Over time you start to discover timestamps that are relatively new showing up in data you assumed had arrived several weeks or months ago.  We characterize this as late data.

Because it’s usually not a common practice to go back into older sections in your data warehouse where you just assumed everything was normal, detecting late data is often tedious and difficult.

Why is Late Data a Pollutant?

Some pollutants are more transparent and harder to detect than others – late data is one of those.  Let’s assume that your ML training routines need to re-train once a month due a known “drift” in your data – “drift” are subtle changes occurring over time according to a known pattern.

If your data is late enough that it does not get incorporated into these re-training routines, then it’s not contributing to a significant aspect of its value.  Not only is the late data of a lesser value, but any real-world activities the data may represent are not incorporated into your AI because it was not part of the training process.  This means that the inference and predictive capabilities of your model have diminished and do not model real-world scenarios.  This can lead to AI Bias and other problematic outcomes.  The more late data you receive, the less effective your AI becomes.

Standard ML Training Metrics Are Not Applicable

In this scenario, if you were just looking at standard ML training metrics related to over- and under-fitting your model, or accuracy/precision/recall of your model, you would have no indication there was anything different from the previous re-training activity.  The model performance characteristics could look good, yet you might never know your training data did not simulate the actual environment you wish to model and train towards.  Your metrics would not indicate that a statistically significant portion of your training data is missing.


What’s In Your Bucket?

Samuel L. Jackson is famous for his acting as well as his memorable quotes and taglines.  We like a variant of one of his more recent taglines that brings immediate brand awareness to a well know financial institution.  What’s in your bucket?

Cloud storage buckets including Amazon S3, Microsoft Azure Blob Storage, Google Cloud Storage, and several other on-premises equivalents are often the final stop on the data pipeline before data is ingested into a data lake.  With more and more enterprise storage architectures, the cloud bucket is an extension of the data lake itself.

Cloud storage is so ubiquitous, so accessible, and so inexpensive it is not uncommon for these buckets to become the proverbial “junk drawer.” In our decade plus experience supporting Fortune 500 firms, financial institutions, and other data intensive customers, we cease to be amazed at what is in our customers buckets!

When we use our software to show customers what’s in their bucket, they are often amazed, and had no clue what was actually there.

Cloud “Junk Drawers” 

Cloud Junk Drawer

Here are a few of the reasons why we believe your cloud storage can become a junk drawer:

Non-Intuitive User Interfaces

In our opinion, cloud service providers still have a lot more work to do in order to develop an intuitive user interface (“UI”) console to quickly characterize what is in a data bucket. It is especially difficult to use their UI if you have a large number of files and have to paginate across sometimes dozens or hundreds of pages. 

Homegrown Scripts

Moderate to sophisticated customers usually write their own software scripts to obtain this information. We see extensive use of Python-based Cloud SDK scripts used in this scenario.  As is often the case with homegrown solutions, they are often not maintained, and knowledge is rarely transferred when employees leave.  This makes homegrown scripts only so valuable over time.

Inexpensive Experimentation

Inexpensive experimentation, especially at a large scale is a significant benefit to using the cloud.  Because scale is part of the value proposition for cloud, these experiments can quickly result in very large numbers of partitions of unused data residing in cloud object stores that are kept indefinitely as potential lessons-learned.

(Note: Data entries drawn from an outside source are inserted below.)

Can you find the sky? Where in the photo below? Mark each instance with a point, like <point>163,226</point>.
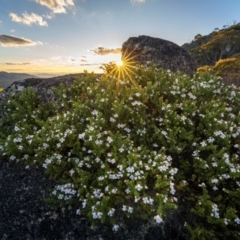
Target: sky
<point>59,37</point>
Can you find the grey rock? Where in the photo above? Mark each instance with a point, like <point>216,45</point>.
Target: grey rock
<point>146,50</point>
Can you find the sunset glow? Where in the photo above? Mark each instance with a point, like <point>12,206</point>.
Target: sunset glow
<point>69,36</point>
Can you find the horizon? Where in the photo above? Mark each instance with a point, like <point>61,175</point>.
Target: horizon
<point>58,37</point>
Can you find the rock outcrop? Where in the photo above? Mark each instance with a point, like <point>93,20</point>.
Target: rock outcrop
<point>146,50</point>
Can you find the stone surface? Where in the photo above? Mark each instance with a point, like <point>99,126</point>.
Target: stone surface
<point>165,54</point>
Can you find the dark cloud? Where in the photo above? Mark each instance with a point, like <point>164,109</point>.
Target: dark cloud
<point>106,51</point>
<point>28,19</point>
<point>12,41</point>
<point>17,63</point>
<point>57,6</point>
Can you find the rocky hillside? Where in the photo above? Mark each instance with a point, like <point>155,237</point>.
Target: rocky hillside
<point>6,79</point>
<point>219,44</point>
<point>218,53</point>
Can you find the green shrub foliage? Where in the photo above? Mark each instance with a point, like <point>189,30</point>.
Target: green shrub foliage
<point>124,150</point>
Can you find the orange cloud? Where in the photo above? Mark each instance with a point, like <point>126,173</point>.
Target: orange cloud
<point>28,19</point>
<point>12,41</point>
<point>106,51</point>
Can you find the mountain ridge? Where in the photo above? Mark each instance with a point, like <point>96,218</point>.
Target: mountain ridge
<point>6,78</point>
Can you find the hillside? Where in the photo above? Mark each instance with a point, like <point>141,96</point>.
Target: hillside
<point>6,79</point>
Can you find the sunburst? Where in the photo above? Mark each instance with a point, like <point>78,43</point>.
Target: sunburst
<point>122,70</point>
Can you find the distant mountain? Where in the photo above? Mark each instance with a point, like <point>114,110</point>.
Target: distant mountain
<point>6,79</point>
<point>218,45</point>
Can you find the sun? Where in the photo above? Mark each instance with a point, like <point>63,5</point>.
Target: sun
<point>119,63</point>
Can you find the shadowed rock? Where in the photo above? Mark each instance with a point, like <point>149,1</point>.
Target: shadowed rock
<point>42,85</point>
<point>146,50</point>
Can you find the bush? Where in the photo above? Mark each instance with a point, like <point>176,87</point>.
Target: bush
<point>125,150</point>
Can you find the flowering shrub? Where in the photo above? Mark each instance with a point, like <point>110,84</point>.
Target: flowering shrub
<point>136,150</point>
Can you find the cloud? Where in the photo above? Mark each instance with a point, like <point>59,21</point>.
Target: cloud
<point>49,16</point>
<point>106,51</point>
<point>138,1</point>
<point>12,41</point>
<point>57,6</point>
<point>17,63</point>
<point>28,19</point>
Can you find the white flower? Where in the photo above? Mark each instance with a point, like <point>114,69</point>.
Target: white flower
<point>109,139</point>
<point>127,191</point>
<point>81,136</point>
<point>111,212</point>
<point>139,187</point>
<point>20,147</point>
<point>16,129</point>
<point>124,208</point>
<point>115,228</point>
<point>158,219</point>
<point>130,209</point>
<point>121,150</point>
<point>94,112</point>
<point>237,220</point>
<point>112,119</point>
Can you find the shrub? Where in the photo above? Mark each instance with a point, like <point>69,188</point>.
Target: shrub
<point>127,150</point>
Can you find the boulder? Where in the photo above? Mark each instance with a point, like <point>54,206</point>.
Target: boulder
<point>147,50</point>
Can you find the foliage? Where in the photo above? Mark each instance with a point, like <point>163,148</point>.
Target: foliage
<point>168,141</point>
<point>228,69</point>
<point>220,44</point>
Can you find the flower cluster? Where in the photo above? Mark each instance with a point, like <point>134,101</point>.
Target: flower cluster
<point>165,141</point>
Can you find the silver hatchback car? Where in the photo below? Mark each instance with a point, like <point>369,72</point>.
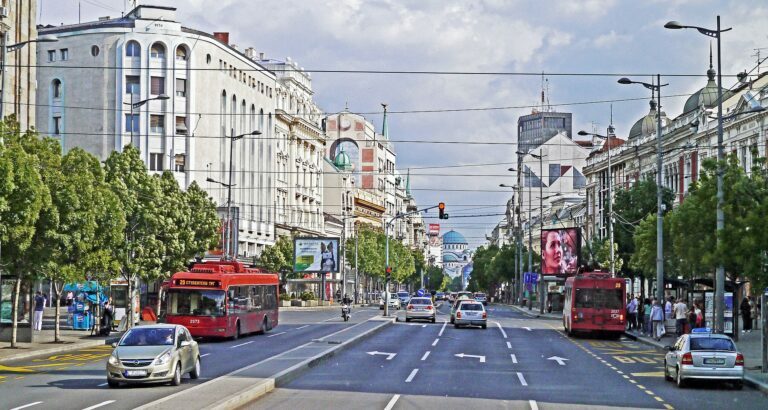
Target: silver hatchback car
<point>704,355</point>
<point>153,354</point>
<point>470,313</point>
<point>420,308</point>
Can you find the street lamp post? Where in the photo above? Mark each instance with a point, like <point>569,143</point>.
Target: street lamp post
<point>610,192</point>
<point>659,189</point>
<point>49,38</point>
<point>228,245</point>
<point>720,272</point>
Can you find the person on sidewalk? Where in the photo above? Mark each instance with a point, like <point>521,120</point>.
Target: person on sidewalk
<point>680,311</point>
<point>746,315</point>
<point>657,317</point>
<point>37,323</point>
<point>632,313</point>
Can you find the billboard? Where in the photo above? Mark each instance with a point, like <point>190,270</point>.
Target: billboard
<point>316,255</point>
<point>560,249</point>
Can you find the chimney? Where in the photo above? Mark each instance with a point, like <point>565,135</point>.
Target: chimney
<point>222,36</point>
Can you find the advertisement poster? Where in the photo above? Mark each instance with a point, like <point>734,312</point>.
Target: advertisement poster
<point>560,251</point>
<point>316,255</point>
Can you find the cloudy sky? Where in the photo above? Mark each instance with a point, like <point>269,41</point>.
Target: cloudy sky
<point>479,48</point>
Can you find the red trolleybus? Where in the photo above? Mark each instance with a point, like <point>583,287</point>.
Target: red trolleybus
<point>223,299</point>
<point>595,302</point>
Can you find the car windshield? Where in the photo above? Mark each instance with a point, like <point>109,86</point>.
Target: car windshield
<point>192,302</point>
<point>141,336</point>
<point>712,343</point>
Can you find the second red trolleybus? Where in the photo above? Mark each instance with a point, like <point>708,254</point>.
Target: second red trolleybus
<point>595,302</point>
<point>223,299</point>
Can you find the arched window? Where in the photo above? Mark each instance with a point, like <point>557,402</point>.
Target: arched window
<point>132,49</point>
<point>181,53</point>
<point>56,88</point>
<point>157,51</point>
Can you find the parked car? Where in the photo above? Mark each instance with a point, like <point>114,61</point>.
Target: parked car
<point>420,308</point>
<point>704,355</point>
<point>471,313</point>
<point>153,354</point>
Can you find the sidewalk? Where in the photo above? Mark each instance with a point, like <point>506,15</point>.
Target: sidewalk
<point>70,340</point>
<point>748,345</point>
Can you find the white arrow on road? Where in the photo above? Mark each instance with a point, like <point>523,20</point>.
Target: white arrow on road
<point>390,356</point>
<point>559,360</point>
<point>482,358</point>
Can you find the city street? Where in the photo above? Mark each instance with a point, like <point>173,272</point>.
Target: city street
<point>76,380</point>
<point>520,363</point>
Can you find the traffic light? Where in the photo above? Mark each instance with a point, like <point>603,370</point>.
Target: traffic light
<point>441,208</point>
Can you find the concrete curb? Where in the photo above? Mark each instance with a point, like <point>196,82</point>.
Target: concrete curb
<point>749,380</point>
<point>267,385</point>
<point>58,349</point>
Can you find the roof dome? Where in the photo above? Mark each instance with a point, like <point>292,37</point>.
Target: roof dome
<point>342,161</point>
<point>453,237</point>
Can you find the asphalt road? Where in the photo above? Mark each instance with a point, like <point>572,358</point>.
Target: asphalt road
<point>517,362</point>
<point>76,380</point>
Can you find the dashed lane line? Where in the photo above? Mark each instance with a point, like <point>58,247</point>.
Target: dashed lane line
<point>412,375</point>
<point>27,405</point>
<point>392,402</point>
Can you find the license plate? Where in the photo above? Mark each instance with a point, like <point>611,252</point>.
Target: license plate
<point>713,360</point>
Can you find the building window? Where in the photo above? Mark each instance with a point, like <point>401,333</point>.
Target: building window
<point>181,54</point>
<point>56,125</point>
<point>56,88</point>
<point>131,123</point>
<point>157,85</point>
<point>132,84</point>
<point>157,51</point>
<point>181,87</point>
<point>132,49</point>
<point>157,123</point>
<point>181,126</point>
<point>155,162</point>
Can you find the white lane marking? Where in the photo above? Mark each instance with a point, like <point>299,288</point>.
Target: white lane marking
<point>392,402</point>
<point>27,405</point>
<point>102,404</point>
<point>502,330</point>
<point>443,328</point>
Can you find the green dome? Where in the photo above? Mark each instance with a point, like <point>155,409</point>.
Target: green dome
<point>342,161</point>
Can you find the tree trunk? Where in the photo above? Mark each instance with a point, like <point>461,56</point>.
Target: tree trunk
<point>14,311</point>
<point>56,331</point>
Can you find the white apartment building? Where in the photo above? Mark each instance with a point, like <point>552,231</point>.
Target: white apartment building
<point>88,79</point>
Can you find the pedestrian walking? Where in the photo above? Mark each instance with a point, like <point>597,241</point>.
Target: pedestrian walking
<point>37,323</point>
<point>657,317</point>
<point>746,315</point>
<point>680,311</point>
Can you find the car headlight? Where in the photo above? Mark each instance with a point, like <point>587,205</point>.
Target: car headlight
<point>113,360</point>
<point>163,358</point>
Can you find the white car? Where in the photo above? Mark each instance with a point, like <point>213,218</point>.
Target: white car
<point>394,302</point>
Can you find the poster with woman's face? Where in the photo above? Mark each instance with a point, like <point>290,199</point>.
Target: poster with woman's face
<point>560,251</point>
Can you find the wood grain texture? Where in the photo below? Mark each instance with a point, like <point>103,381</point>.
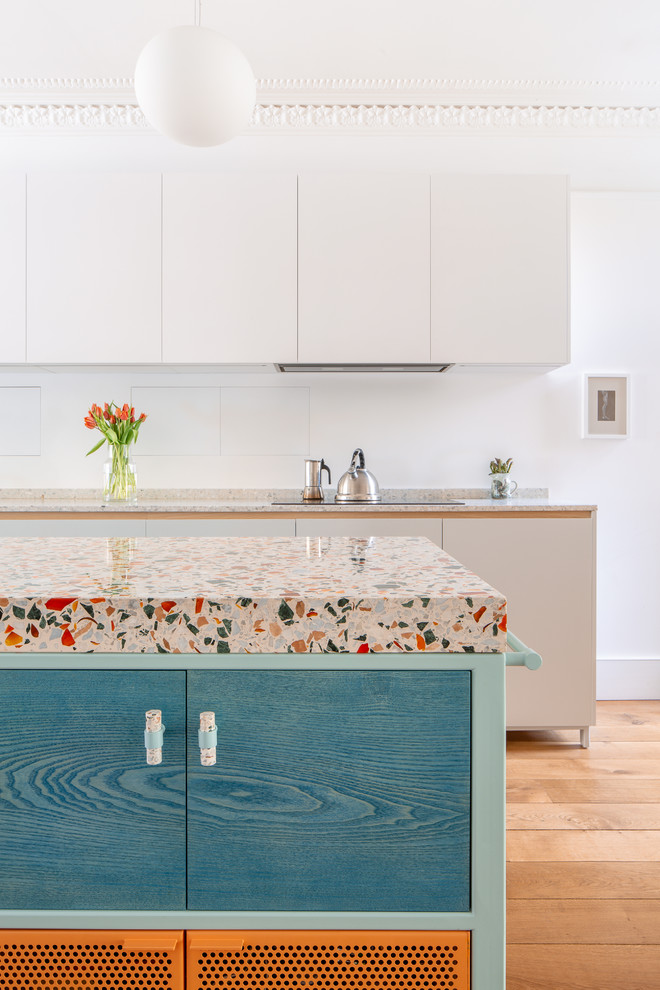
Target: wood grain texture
<point>583,816</point>
<point>614,922</point>
<point>565,768</point>
<point>583,967</point>
<point>517,793</point>
<point>549,846</point>
<point>614,790</point>
<point>85,823</point>
<point>333,790</point>
<point>583,880</point>
<point>584,855</point>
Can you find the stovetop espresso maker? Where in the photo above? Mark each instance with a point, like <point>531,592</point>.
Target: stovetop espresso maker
<point>313,490</point>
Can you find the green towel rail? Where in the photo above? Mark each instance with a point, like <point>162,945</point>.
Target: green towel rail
<point>519,655</point>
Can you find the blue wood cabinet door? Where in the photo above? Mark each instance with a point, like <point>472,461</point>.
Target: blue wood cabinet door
<point>333,791</point>
<point>84,822</point>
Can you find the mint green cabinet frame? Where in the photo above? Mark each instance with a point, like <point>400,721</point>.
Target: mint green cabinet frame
<point>486,917</point>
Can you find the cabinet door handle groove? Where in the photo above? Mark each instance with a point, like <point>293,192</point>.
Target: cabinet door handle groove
<point>153,736</point>
<point>208,738</point>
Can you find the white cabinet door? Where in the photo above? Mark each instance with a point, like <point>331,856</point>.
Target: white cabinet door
<point>499,269</point>
<point>545,568</point>
<point>363,527</point>
<point>12,268</point>
<point>220,527</point>
<point>363,268</point>
<point>94,269</point>
<point>229,267</point>
<point>71,527</point>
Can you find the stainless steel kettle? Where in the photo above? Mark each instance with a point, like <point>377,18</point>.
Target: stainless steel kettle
<point>358,484</point>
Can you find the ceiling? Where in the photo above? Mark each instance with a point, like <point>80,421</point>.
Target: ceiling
<point>410,39</point>
<point>66,70</point>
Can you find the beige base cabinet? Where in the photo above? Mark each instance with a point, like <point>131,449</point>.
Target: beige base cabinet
<point>546,568</point>
<point>366,526</point>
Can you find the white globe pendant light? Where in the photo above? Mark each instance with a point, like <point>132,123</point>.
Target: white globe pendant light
<point>195,86</point>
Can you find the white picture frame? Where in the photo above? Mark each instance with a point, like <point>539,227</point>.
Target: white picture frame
<point>606,412</point>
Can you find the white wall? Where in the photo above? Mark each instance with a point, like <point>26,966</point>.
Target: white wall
<point>424,431</point>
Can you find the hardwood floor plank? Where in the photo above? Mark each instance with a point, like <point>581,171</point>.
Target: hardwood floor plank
<point>583,850</point>
<point>583,967</point>
<point>590,880</point>
<point>626,732</point>
<point>583,816</point>
<point>614,790</point>
<point>565,769</point>
<point>614,922</point>
<point>628,709</point>
<point>527,794</point>
<point>556,749</point>
<point>545,846</point>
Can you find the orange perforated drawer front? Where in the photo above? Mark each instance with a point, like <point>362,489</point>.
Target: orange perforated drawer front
<point>37,959</point>
<point>328,960</point>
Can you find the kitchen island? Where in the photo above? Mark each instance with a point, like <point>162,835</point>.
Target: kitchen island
<point>357,797</point>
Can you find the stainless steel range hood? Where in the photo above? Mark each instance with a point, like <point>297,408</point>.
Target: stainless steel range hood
<point>311,368</point>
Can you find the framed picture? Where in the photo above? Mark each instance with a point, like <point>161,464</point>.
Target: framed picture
<point>606,406</point>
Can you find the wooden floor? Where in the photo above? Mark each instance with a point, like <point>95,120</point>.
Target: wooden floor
<point>583,854</point>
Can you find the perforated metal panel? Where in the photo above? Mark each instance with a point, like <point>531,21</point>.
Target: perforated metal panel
<point>328,960</point>
<point>90,960</point>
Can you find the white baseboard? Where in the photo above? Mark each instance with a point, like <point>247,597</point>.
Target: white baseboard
<point>627,680</point>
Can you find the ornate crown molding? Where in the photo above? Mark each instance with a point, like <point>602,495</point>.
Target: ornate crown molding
<point>356,106</point>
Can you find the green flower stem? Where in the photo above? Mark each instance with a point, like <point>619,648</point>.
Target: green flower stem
<point>121,483</point>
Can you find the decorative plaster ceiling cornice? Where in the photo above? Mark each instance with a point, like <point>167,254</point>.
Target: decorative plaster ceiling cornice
<point>355,106</point>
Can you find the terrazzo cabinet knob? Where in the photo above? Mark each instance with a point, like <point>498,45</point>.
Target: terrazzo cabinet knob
<point>153,736</point>
<point>208,737</point>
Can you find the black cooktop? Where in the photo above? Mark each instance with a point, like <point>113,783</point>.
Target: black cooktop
<point>385,500</point>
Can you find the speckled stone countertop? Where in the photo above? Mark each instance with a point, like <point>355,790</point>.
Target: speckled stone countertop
<point>247,595</point>
<point>247,501</point>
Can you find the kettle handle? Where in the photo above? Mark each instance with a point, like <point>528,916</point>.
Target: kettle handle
<point>354,466</point>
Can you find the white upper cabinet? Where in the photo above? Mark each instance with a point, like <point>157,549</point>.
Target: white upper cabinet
<point>499,269</point>
<point>94,269</point>
<point>12,268</point>
<point>229,267</point>
<point>363,268</point>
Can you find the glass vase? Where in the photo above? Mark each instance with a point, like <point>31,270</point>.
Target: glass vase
<point>502,486</point>
<point>120,475</point>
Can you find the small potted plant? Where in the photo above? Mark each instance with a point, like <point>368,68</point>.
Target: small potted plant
<point>119,427</point>
<point>501,484</point>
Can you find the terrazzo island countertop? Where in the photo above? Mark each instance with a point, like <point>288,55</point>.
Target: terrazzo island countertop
<point>243,595</point>
<point>231,502</point>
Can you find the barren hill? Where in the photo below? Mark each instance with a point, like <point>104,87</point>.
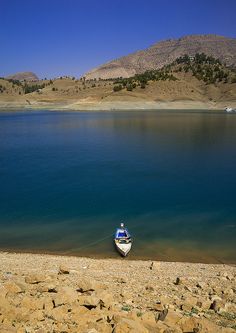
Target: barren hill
<point>21,76</point>
<point>165,52</point>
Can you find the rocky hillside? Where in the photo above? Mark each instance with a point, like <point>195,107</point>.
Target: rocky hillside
<point>165,52</point>
<point>41,293</point>
<point>23,76</point>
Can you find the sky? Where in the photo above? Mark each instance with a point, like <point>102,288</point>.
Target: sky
<point>69,37</point>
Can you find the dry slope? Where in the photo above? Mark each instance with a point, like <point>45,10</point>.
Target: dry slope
<point>165,52</point>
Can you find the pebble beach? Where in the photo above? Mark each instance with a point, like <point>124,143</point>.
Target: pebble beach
<point>49,293</point>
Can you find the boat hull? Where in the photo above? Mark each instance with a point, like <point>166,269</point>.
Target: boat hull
<point>123,249</point>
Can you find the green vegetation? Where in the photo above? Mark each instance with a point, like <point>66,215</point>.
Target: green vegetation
<point>117,88</point>
<point>31,88</point>
<point>204,68</point>
<point>2,88</point>
<point>126,308</point>
<point>141,80</point>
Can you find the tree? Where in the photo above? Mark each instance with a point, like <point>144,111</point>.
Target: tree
<point>117,88</point>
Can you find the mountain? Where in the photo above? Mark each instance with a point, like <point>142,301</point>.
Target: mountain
<point>164,53</point>
<point>21,76</point>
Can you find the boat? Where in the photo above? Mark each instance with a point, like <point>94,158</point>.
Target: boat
<point>123,241</point>
<point>229,109</point>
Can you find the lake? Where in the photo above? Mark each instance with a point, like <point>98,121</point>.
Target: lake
<point>67,180</point>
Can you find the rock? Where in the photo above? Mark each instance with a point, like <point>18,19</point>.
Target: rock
<point>59,314</point>
<point>63,270</point>
<point>162,315</point>
<point>36,278</point>
<point>204,304</point>
<point>179,281</point>
<point>89,301</point>
<point>87,286</point>
<point>106,299</point>
<point>149,288</point>
<point>172,317</point>
<point>189,324</point>
<point>148,317</point>
<point>12,287</point>
<point>32,303</point>
<point>65,295</point>
<point>157,307</point>
<point>51,287</point>
<point>126,325</point>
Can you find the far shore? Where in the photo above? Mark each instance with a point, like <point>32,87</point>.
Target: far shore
<point>52,293</point>
<point>114,106</point>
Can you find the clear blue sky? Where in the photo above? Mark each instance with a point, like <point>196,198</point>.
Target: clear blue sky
<point>69,37</point>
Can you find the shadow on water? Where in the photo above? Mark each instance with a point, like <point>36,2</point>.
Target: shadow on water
<point>68,179</point>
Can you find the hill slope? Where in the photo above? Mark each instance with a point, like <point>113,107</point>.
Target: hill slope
<point>165,52</point>
<point>21,76</point>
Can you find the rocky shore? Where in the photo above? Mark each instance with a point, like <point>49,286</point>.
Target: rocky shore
<point>47,293</point>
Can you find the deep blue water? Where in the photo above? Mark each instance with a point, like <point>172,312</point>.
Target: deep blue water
<point>67,179</point>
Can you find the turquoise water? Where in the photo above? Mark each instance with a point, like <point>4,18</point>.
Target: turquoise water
<point>67,179</point>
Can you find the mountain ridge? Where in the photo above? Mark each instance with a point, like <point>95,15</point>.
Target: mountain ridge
<point>23,76</point>
<point>164,52</point>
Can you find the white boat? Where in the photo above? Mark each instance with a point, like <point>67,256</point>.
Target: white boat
<point>123,241</point>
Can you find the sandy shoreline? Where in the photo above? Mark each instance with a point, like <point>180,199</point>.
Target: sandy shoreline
<point>113,105</point>
<point>52,293</point>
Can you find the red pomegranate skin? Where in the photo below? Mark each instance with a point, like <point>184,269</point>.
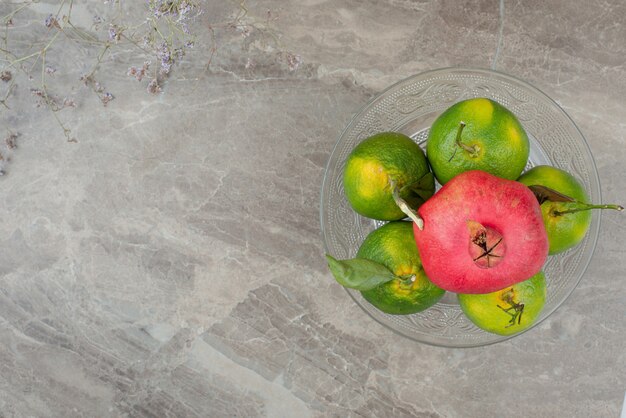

Software Analytic Tools and Their File Formats Change Over Time

Software analytic tools (i.e. supply chain machinery) change over time.  The Hadoop ecosystem created a number of Big Data file codecs that remain with us today.  It is relatively inexpensive to keep data as software migrations occur, and it is more common than not to forget to purge these old legacy files just in case they are needed in the future.

Logging and Backups

Cloud storage is optimal for backups and log file data of all varieties.  This is where the largest variety of unknown files originate.  Cloud object stores are integrated into almost every backup capability imaginable including desktops, laptops, servers of all varieties, software applications, and even other cloud services. Similarly, logging to an inexpensive cloud storage is an established best-practice under almost every scenario.

Zectonal monitors, detects, and alerts you when file types you have not explicitly whitelisted are detected in a data bucket.  This allows you to purge those files before they pollute your Data Lake.


Getting A Pristine and Clear Data Lake – Detection Without Prevention is Not Enough

Data Observability that works to simultaneously detect and prevent data pollution will lead to a more pristine and clearer data lake.  The point of detection is a critical aspect that is missing for other tools that try to make data more observable.  They may detect data quality issues, but for the most part, its already too late – your data lake is already polluted and there’s no easy way to tell how far that pollution has spread into your analytics and AI

Zectonal focuses on detection and prevention, as well as incorporating AI security considerations as part of our offering.

Learn more about Zectonal at www.zectonal.com and request a free trial of our software.


Zectonal is developing unparalleled software to ensure a secure and blazingly fast Data Observability and AI Security capabilities for your data. Feel more confident in your data.  Generate impactful insights.  Make better business decisions with less hassle, and at a faster pace.

Join The Conversation at Zectonal for additional Data Observability, Data Supply Chain, Data Lake, and AI Security topics in the future.

Know your data with Zectonal. https://www.zectonal.com


About the AuthorDave Hirko is the Founder and CEO of Zectonal.  Dave previously worked at Amazon Web Services (AWS), Gartner, and was a Founder and PCM Member of the top-level Apache Metron Big Data Cybersecurity Platform that was implemented by Fortune 500 institutions to find cyber anomalies using Big Data analytics. 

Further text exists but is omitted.